Jordan and Jack are quickly making friends here at the American School. We took Jack’s buddy Tanner to the beach at Wassenaar after school on Monday. It had rained all day, but just as we left for the beach, the wind picked up and the clouds blew away. It was my first time at the beach where I could see the horizon. In one direction up the beach we could see Den Haag, in the other we could see Amsterdam. It was windy and beautiful with quick moving clouds racing across the sky. The kids built a sand fort in an attempt to hold back the tide. We stayed to watch the ocean wash it away.
Jordan has made friends with a sweet little girl named Norah. Her mother is Spanish, her father is Dutch, she was born in Germany. That means that Norah can speak and understand Spanish, Dutch, German, and this year, English. I am humbled.
Queen’s Day is a huge national holiday here. It celebrates the Queen’s Birthday. At 8 am on Thursday, every bell in Den Haag started ringing in honor of the Queen. Around our house there are at least four medieval bell towers. The bells continued ringing for 15 full minutes. The kids and I went out on the balcony to listen. It was amazing and overwhelming. I’ll never forget it.
Later that morning we went to the children’s flea market. Every Dutch child is encouraged to sell old toys or baked treats to make some money. We picked up a Chinese yo-yo for Jordan.
We spent the afternoon at the carnival near the parliament building. I should have known that something was wrong when I could not find anyone wearing orange (the Queen’s royal color) anymore. The lines for the rides were very short. The trams were empty.

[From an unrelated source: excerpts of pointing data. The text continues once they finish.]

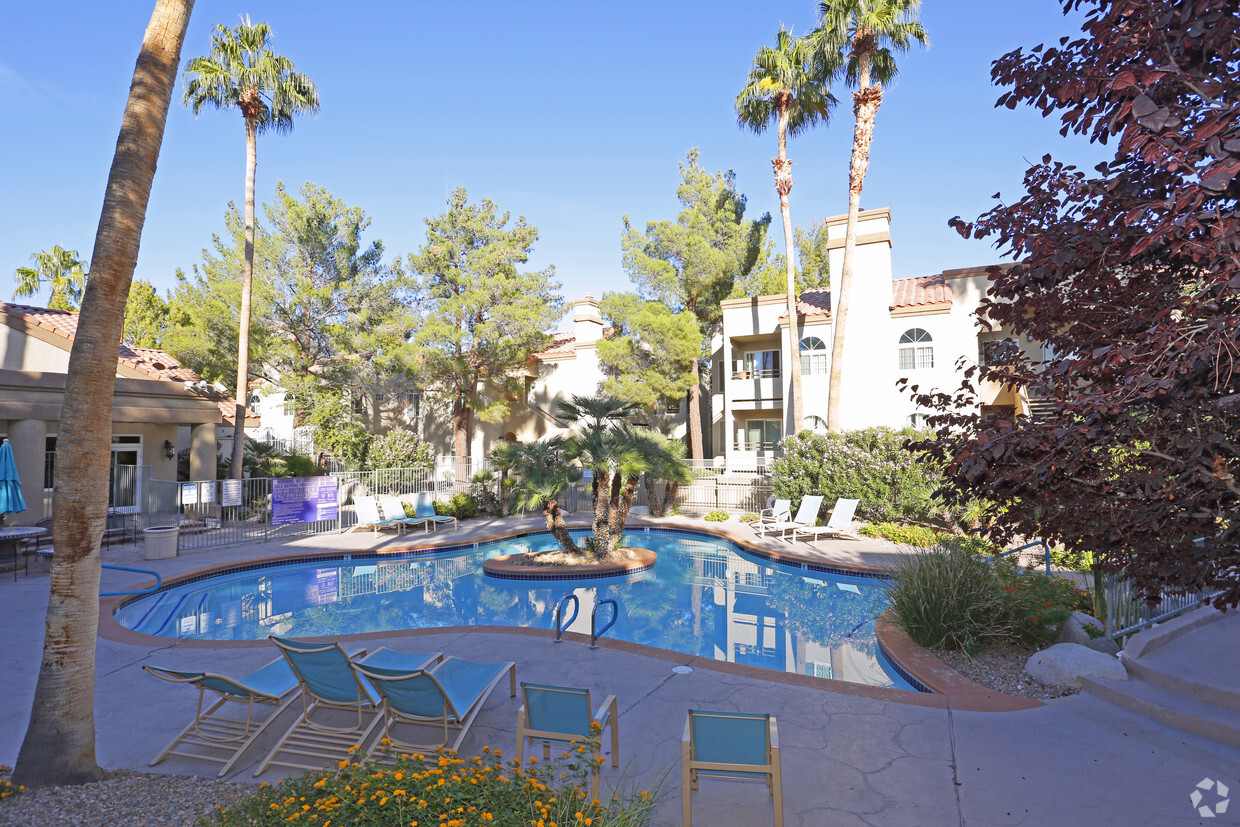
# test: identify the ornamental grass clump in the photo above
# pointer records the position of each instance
(949, 598)
(442, 790)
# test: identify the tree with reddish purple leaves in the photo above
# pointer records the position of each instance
(1130, 275)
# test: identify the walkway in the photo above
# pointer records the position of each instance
(848, 759)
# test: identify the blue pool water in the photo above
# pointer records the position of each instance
(704, 597)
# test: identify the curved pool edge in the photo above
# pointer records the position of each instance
(946, 687)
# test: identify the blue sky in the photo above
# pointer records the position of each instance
(572, 113)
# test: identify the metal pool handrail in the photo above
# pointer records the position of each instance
(594, 616)
(155, 588)
(559, 614)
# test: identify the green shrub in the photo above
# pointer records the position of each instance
(951, 597)
(1037, 604)
(463, 506)
(399, 449)
(442, 789)
(871, 465)
(919, 536)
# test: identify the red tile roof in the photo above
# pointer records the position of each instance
(920, 290)
(563, 342)
(559, 344)
(149, 361)
(923, 290)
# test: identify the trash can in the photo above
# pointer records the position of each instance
(160, 542)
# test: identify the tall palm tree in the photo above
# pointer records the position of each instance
(58, 747)
(869, 34)
(242, 72)
(789, 87)
(543, 471)
(58, 268)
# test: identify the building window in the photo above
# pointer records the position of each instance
(916, 350)
(761, 435)
(814, 356)
(761, 365)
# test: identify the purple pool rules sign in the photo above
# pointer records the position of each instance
(304, 500)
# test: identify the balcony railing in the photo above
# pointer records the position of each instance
(744, 445)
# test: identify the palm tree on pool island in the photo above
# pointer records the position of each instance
(869, 34)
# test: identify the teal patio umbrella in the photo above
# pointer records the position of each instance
(10, 484)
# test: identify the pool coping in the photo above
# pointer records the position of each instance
(947, 688)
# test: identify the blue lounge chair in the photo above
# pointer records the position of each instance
(393, 510)
(838, 525)
(732, 745)
(424, 508)
(331, 689)
(448, 697)
(780, 511)
(564, 716)
(220, 738)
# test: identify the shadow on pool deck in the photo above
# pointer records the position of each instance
(847, 758)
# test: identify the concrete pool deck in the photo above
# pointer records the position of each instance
(848, 756)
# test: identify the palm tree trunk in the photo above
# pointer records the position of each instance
(620, 515)
(247, 280)
(558, 528)
(784, 185)
(866, 102)
(58, 747)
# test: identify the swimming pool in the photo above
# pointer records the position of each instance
(704, 597)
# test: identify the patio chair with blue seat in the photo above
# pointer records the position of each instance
(331, 688)
(218, 738)
(367, 510)
(838, 525)
(564, 714)
(424, 508)
(806, 515)
(393, 510)
(730, 745)
(779, 511)
(447, 698)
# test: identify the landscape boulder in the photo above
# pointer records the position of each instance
(1064, 665)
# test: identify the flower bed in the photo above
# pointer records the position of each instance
(443, 790)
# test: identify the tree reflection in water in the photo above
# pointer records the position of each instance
(702, 598)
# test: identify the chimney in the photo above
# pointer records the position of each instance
(588, 324)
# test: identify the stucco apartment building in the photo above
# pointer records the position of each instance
(158, 409)
(920, 329)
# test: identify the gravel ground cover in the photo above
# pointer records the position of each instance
(1002, 668)
(124, 797)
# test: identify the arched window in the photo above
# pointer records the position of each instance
(916, 350)
(814, 356)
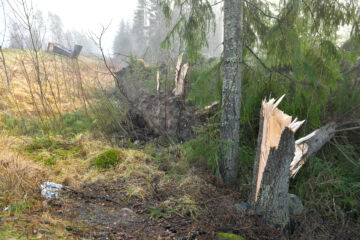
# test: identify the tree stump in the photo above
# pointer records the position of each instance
(276, 148)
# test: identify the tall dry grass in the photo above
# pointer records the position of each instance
(19, 176)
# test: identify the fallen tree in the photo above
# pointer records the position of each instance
(279, 157)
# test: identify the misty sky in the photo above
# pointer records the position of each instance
(87, 15)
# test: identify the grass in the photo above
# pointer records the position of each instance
(108, 158)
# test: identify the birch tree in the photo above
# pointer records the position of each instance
(230, 120)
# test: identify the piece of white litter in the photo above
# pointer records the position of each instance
(50, 190)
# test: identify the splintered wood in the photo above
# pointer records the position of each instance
(274, 123)
(180, 76)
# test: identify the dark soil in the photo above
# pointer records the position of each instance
(111, 214)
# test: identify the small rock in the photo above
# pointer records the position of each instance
(68, 228)
(126, 211)
(241, 208)
(295, 205)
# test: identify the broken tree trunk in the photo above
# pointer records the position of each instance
(276, 148)
(309, 145)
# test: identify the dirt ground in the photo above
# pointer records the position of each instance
(111, 214)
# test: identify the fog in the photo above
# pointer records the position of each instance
(83, 15)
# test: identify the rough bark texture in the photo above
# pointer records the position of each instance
(230, 120)
(272, 203)
(311, 145)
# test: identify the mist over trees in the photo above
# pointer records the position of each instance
(149, 28)
(33, 28)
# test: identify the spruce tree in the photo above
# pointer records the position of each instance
(139, 29)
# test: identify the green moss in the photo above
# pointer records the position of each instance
(228, 236)
(108, 158)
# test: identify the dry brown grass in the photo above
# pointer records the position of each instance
(65, 90)
(19, 176)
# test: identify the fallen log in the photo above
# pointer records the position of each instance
(310, 145)
(275, 152)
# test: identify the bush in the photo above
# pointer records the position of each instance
(108, 159)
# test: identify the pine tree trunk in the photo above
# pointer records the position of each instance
(275, 152)
(230, 120)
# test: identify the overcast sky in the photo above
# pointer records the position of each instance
(87, 15)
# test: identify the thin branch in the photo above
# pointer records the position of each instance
(266, 67)
(343, 153)
(347, 129)
(261, 11)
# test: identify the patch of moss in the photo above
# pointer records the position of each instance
(108, 158)
(228, 236)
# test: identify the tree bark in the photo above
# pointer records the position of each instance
(275, 151)
(310, 145)
(230, 120)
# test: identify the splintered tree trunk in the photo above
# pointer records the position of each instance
(230, 120)
(310, 144)
(276, 150)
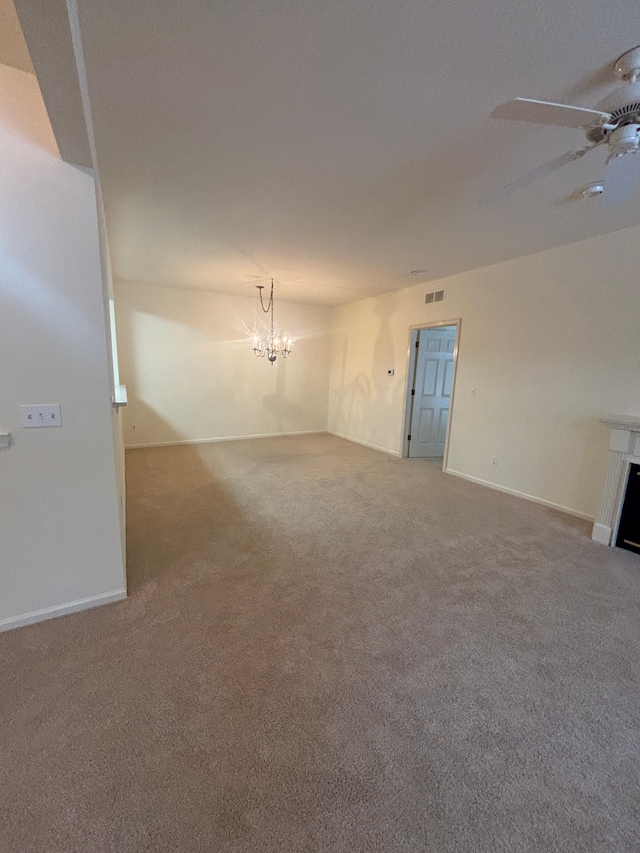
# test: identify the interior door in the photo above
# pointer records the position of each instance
(432, 391)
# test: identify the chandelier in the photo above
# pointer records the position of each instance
(273, 344)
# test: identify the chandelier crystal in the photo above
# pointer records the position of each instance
(273, 344)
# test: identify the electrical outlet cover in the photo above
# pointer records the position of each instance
(42, 415)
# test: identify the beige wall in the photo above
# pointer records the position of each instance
(186, 359)
(550, 341)
(60, 544)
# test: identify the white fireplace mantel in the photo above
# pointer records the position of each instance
(624, 446)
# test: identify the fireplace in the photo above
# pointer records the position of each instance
(624, 447)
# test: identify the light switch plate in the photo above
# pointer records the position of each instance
(42, 415)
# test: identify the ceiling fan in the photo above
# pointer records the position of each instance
(615, 122)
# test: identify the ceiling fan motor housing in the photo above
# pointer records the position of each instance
(624, 107)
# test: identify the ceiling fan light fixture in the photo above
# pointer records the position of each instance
(595, 188)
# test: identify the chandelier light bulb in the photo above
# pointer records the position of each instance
(273, 344)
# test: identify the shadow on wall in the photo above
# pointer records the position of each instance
(278, 404)
(142, 421)
(371, 397)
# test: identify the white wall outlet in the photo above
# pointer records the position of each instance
(40, 415)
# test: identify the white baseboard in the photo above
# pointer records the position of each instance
(222, 438)
(517, 494)
(602, 534)
(364, 443)
(62, 609)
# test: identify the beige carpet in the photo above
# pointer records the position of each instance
(328, 649)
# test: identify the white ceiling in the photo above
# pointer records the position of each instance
(338, 144)
(13, 49)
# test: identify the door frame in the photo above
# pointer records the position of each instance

It wasn’t until that night that a friend let me know that a maniac had tried to crash his car into the Queen’s caravan on parade in the town of Apeldoorn. In the process, he plowed his car through a crowd of onlookers, killing five instantly and seriously injuring twelve more. The driver has since died. No one really understands the reason why this happened. It is all so very sad. Please keep the injured and their families in your prayers.
The next day at the school, I spoke with three different American families. None of them knew anything about the incident. The expat community here seems to be very insulated from local news.
On a lighter note, Audrey and I have had a great time riding the trams this week. Walt being away has forced me to go and get things done for myself. I am becoming much better at getting around by public transport. At one tram stop a Vietnamese man started a conversation with us. Using his extremely limited English (better by far than my Vietnamese), he asked if we were from the United States. When I told him we were, he smiled a HUGE smile, gave me two thumbs up, and said “OBAMA!”.
I’ve seen lots of interesting things along the way. Did you know the Dutch love dogs? Dogs are welcome in restaurants (of course!) but not butcher shops. People carry their dogs on their bikes in large milk-crates in front of their handle bars. I’m not talking about little dogs, either. I saw a full grown golden retriever carried this way. Fancy dogs have little dog trailers that tag along behind their owner’s bike. Dogs are welcome to ride the trams and busses, too, if they have their own canine ticket (no joke!). They are not allowed to take a seat though. I guess they have to draw the line somewhere.
We are still keeping track of interesting things seen on a bicycle. This week’s prize winner was a portly sixty year old man riding his bike wearing nothing but a speedo thong bathing suit.
It is time for me to go. The kids are making paper airplanes and sending them down the two story stairwell. I need to help them with some design work.